Missbildungsrisiko in den frühen Wochen gering

Während unmittelbar nach der Befruchtung das Missbildungsrisiko nach bisherigem Wissensstand recht gering ist, steigt es danach an, sagt die Techniker Krankenkasse. In den ersten vier Wochen der Schwangerschaft übersteht die Frucht unbeschadet diese Zeit oder es kommt zu so folgenschweren Störungen, dass es zu einer frühen Fehlgeburt kommt.

In den dann folgenden Wochen ändern sich viele Abläufe im Körper der Frau. So wird zum Beispiel die Immunabwehr der werdenden Mutter heruntergefahren, um das Heranwachsen der Frucht zu sichern. Aus diesem Grund sind vor allem zwischen der fünften und zwölften Schwangerschaftswoche Medikamente besonders gefährlich. Sie können leicht zu Fehlbildungen führen. Zudem werden in dieser Zeit die wichtigsten Organe angelegt. Störende Einflüsse haben verheerende Folgen.

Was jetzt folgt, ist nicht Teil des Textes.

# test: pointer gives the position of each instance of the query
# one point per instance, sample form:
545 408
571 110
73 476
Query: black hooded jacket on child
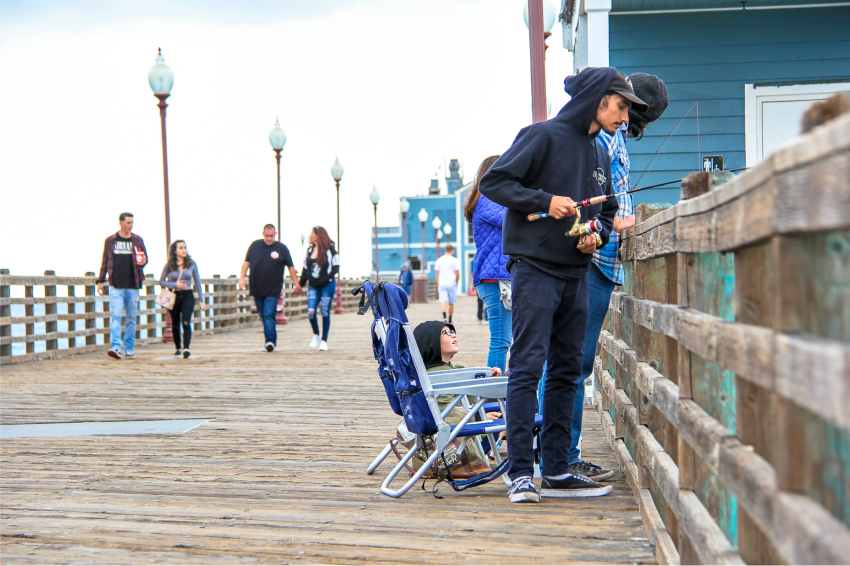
428 336
557 157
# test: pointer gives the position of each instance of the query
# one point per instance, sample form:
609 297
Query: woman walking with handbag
321 264
179 274
489 274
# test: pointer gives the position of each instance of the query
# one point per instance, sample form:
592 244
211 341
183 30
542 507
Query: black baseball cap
621 84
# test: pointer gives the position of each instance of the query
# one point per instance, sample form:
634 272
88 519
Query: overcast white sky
394 88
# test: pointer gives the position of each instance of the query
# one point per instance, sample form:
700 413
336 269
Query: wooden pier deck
276 476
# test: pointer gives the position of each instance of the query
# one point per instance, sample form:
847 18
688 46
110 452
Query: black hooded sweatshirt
427 337
555 158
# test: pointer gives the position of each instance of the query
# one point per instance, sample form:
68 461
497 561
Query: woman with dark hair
489 274
321 264
178 275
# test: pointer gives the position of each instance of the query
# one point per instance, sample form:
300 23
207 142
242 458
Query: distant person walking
267 259
179 274
124 261
405 279
489 274
321 265
448 277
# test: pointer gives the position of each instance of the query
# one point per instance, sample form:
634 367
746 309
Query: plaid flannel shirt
607 259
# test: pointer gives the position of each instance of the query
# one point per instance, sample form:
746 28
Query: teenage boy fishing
548 165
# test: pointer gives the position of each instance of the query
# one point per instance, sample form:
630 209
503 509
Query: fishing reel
590 228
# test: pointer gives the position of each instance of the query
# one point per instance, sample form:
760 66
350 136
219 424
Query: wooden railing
724 367
43 317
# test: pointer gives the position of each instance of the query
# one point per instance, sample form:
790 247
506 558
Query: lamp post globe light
423 218
404 207
436 223
277 139
336 172
161 79
374 196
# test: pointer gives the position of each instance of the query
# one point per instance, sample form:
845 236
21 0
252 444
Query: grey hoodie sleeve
503 182
196 277
163 279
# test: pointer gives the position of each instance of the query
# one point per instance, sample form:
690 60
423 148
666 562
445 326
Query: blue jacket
487 231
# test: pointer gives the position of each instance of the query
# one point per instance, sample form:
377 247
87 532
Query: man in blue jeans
267 259
549 164
606 271
124 260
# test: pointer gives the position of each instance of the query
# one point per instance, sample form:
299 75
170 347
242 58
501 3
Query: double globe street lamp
336 172
374 196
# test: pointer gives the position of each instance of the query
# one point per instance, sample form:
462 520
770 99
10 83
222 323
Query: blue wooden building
447 206
752 68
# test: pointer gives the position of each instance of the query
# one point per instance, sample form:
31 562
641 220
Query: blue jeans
599 289
325 295
548 321
119 301
267 309
500 324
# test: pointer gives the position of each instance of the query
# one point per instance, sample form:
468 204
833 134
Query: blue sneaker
524 490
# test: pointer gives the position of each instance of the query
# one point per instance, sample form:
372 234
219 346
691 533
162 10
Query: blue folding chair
412 392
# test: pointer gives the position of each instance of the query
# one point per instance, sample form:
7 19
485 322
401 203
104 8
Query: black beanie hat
651 90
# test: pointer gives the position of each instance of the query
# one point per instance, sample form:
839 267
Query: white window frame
755 97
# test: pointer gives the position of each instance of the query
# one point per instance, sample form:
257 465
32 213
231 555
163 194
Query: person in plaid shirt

Vitaminpillen, die Schaden anrichten

Mütter, die jetzt ohne vom Arzt gestellte Indikation einfach ein Vitaminkomplexpräparat nehmen, im Glauben Vitamine könnten ja nicht schaden, tun dem Embryo damit womöglich Schlimmes an. Zu viel Vitamin A kann beim Kind zu Wachstumsstörungen, Hautveränderungen, Leberschäden oder solchen an den Augen führen. Bei Nahrungsergänzungsmitteln können durch Depotspeicherwirkung sogar noch Monate nach der Einnahme Schädigungen auftreten. Obwohl die Mutter selbst längst nichts mehr einnimmt.

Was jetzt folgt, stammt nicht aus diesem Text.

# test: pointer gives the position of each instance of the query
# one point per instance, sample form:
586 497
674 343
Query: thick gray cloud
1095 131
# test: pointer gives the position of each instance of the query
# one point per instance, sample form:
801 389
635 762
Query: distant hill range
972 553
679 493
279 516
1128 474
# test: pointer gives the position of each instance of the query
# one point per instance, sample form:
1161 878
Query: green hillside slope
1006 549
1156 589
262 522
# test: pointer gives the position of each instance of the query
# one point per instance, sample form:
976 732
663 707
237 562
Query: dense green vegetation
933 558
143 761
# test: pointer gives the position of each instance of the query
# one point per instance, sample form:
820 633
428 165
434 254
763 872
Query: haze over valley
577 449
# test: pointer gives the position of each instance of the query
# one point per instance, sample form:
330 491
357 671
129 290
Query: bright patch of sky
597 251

Zu den nach Contergan giftigsten Medikamenten für den Embryo zählen Aknemittel wie Retinoide oder Isotretinoin. Zwar werden im Beipackzettel deutliche Hinweise darauf gegeben, während einer Behandlung mit diesen Substanzen sicher zu verhüten, doch wird das nach Aussage des Berufsverbandes der Frauenärzte nicht immer befolgt. Gefährlich für das werdende Kind sind daneben Sartane und ältere ACE-Hemmer, zur Blutdrucksenkung. Wer sie dennoch einnimmt, riskiert Fruchtwasserverluste der schwere Schäden beim Fötus verursachen kann.

Arzneimittel, die auch Schwangere nehmen können

Dennoch muss man bei chronischen Krankheiten oder auch Schwangerschaftsleiden nicht grundsätzlich auf Medikamente verzichten. Zumindest nicht auf die, die der Arzt in Kenntnis einer Schwangerschaft verschreibt. Bestimmte Blutdruck-, Asthma- oder Schmerzmedikamente können eingenommen werden.

Bei akuten bakteriellen Infekten steht zudem eine ausreichende Anzahl an Antibiotika zur Verfügung, die Schwangere einnehmen können. Dazu gehören zum Beispiel die Antibiotika Erythromycin, Cephalosporine und Penecillin. Auch Paracetamol als Schmerzmittel gilt als relativ unbedenklich, sofern es nicht dauerhaft eingenommen wird. Bei langfristiger Einnahme kann es laut Studienlage das Asthmarisiko des Kindes maßgeblich beeinflussen. Daneben können Schwangere bei Schmerzen auch zu Ibuprofen greifen. Allerdings nur bis zur 28. Woche. Danach kann das Medikament den fetalen Kreislauf schädigen, so der Berufsverband der Frauenärzte.

Verschreibt der Arzt ein Medikament, in dessen Beipackzettel Schwangeren von der Einnahme abgeraten wird, sollte man unbedingt noch einmal nachfragen. Im Zweifelsfall helfen auch Beratungsstellen für embryonale Toxikologie weiter. Manche findet man bequem im Internet und kann dort sogar per Datenbankabfrage Arzneimittel gegenchecken, die man wegen chronischer Erkrankungen dauerhaft einnimmt.